Effects of communication efficiency and exit capacity on fundamental diagrams for pedestrian motion in an obscure tunnel - a particle system approach

TL;DR

This study models pedestrian escape from an obscure tunnel using a particle system approach, revealing how communication efficiency and exit capacity influence fundamental diagrams and pedestrian flow behaviors.

Contribution

It introduces a particle system model incorporating communication and exit thresholds to analyze pedestrian dynamics in tunnel escape scenarios, highlighting non-intuitive effects.

Findings

Standard fundamental diagrams are reproduced without communication limits.

Limited communication causes non-monotonic speed-density relationships.

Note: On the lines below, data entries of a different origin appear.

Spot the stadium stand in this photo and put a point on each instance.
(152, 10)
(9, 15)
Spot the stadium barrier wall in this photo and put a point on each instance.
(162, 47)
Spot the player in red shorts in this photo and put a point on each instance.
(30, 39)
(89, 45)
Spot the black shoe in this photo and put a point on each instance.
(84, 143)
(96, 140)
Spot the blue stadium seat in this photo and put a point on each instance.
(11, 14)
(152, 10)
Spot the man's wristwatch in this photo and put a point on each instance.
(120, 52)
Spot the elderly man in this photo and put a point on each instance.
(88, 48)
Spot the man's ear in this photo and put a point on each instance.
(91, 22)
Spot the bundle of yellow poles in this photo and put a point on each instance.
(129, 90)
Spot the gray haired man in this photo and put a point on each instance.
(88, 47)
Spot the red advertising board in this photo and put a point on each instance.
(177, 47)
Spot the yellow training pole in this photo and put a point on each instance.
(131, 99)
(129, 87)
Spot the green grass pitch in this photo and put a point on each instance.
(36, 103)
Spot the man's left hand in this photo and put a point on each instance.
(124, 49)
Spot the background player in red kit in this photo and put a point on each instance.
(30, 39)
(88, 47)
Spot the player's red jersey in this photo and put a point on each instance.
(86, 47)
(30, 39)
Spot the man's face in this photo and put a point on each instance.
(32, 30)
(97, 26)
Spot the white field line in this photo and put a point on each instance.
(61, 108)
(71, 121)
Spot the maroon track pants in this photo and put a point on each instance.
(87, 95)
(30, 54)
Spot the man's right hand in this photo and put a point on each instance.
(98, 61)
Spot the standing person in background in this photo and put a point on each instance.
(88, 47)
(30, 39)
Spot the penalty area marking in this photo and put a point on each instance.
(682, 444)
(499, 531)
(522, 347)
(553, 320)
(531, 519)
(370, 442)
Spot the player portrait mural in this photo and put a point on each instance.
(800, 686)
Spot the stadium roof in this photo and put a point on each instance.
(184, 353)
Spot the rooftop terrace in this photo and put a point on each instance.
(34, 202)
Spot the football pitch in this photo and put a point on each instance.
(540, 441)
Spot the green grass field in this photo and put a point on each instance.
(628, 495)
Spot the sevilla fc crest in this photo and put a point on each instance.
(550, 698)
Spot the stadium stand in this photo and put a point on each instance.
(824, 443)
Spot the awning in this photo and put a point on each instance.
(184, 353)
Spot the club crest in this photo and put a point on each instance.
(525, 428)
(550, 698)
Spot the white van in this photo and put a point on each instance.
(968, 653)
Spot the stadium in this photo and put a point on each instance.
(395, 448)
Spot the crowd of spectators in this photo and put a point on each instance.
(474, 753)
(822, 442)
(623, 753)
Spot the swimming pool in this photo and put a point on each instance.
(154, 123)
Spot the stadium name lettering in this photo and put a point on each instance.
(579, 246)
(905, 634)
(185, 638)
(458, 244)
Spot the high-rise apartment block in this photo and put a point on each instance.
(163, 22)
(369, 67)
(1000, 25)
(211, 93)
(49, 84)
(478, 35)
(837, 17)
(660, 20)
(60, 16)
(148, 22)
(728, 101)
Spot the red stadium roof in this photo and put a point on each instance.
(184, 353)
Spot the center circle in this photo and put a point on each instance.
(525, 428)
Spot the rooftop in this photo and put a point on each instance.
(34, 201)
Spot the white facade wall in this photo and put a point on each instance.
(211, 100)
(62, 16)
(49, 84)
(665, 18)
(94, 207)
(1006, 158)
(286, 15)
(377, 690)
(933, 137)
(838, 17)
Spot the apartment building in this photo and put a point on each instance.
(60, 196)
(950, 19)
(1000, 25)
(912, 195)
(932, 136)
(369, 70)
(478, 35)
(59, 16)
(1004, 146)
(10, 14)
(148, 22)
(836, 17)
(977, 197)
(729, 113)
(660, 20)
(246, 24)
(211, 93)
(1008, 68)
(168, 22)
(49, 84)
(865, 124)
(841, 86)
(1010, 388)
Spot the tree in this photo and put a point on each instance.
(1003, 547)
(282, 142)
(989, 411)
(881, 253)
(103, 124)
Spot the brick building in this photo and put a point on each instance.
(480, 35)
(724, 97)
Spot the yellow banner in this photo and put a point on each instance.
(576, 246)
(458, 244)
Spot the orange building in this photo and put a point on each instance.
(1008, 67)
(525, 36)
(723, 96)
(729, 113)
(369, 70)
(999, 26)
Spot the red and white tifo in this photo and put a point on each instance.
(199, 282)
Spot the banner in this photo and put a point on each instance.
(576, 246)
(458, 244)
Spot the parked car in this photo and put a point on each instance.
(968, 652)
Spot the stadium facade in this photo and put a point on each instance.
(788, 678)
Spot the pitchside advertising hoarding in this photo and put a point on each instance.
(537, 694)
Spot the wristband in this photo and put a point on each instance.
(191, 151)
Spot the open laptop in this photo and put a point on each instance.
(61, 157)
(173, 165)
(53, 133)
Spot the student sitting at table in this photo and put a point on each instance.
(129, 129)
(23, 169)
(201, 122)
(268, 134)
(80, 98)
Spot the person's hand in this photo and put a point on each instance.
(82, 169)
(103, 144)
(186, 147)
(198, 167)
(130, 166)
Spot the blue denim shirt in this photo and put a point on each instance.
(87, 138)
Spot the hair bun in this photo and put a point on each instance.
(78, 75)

Existence of an optimal pedestrian density for escape efficiency.

Abstract

Fundamental diagrams describing the relation between pedestrians speed and density are key points in understanding pedestrian dynamics. Experimental data evidence the onset of complex behaviors in which the velocity decreases with the density and different logistic regimes are identified. This paper addresses the issue of pedestrians transport and of fundamental diagrams for a scenario involving the motion of pedestrians escaping from an obscure tunnel. We capture the effects of the communication efficiency and the exit capacity by means of two thresholds controlling the rate at which particles (walkers, pedestrians) move on the lattice. Using a particle system model, we show that in absence of limitation in communication among pedestrians we reproduce with good accuracy the standard fundamental diagrams, whose basic behaviors can be interpreted in terms of the exit capacity limitation. When the effect of a limited communication ability is considered, then interesting non-intuitive phenomena occur. Particularly, we shed light on the loss of monotonicity of the typical speed--density curves, revealing the existence of a pedestrians density optimizing the escape. We study both the discrete particle dynamics as well as the corresponding hydrodynamic limit (a porous medium equation and a transport (continuity) equation). We also point out the dependence of the effective transport coefficients on the two thresholds - the essence of the microstructure information.